Nashville and Denver continue to lead the nation with the greatest percentage increases in supply during 2019. The rise in the Nashville lodging supply is comprised of multiple properties that will lead to a 7.7 percent increase in the available room count. Conversely, the majority of the 6.4 percent increase in the Denver lodging supply is attributable to the opening of the 1,500-room Gaylord Rockies Resort and Convention Center in December 2018.

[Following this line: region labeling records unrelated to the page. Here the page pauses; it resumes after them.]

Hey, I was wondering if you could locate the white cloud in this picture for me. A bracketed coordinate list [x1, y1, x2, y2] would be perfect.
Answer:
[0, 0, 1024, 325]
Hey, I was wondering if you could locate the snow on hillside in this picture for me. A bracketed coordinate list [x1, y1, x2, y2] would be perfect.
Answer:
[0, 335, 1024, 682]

Both the Seattle and Fort Lauderdale, Fla., markets are forecast to see their hotel stocks increase 5.6 percent in 2019. New boutique and lifestyle properties will boost the lodging supply in Savannah, Ga., 5.1 percent.

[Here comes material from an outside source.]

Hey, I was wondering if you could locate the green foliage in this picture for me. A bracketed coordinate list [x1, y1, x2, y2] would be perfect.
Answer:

The net lodging inventories in Albuquerque, N.M.; Oahu, Hawaii; Richmond, Va.; and Long Island, N.Y., will decline in 2019. Within these cities, some hotels will close permanently. Other properties are temporarily closed for renovations.

Fortunately for hoteliers in Nashville, the 7.7 percent increase in supply will be thoroughly absorbed by an 8 percent increase in demand. Growth in accommodated roomnights in Fort Lauderdale (5.5 percent) and Seattle (5.3 percent) will almost keep pace with the concurrent growth in supply in these cities. Other markets projected to enjoy healthy increases in demand during 2019 are Austin, Texas, (5.7 percent) and Louisville, Ky., (5.1 percent).

Occupancy and ADR

Strong increases in demand characterize the five cities projected to enjoy the greatest increases in occupancy in 2019. On average, Pittsburgh; Milwaukee; Raleigh-Durham, N.C.; Omaha, Neb.; and Sacramento, Calif., are forecast to achieve gains in demand of 4.1 percent.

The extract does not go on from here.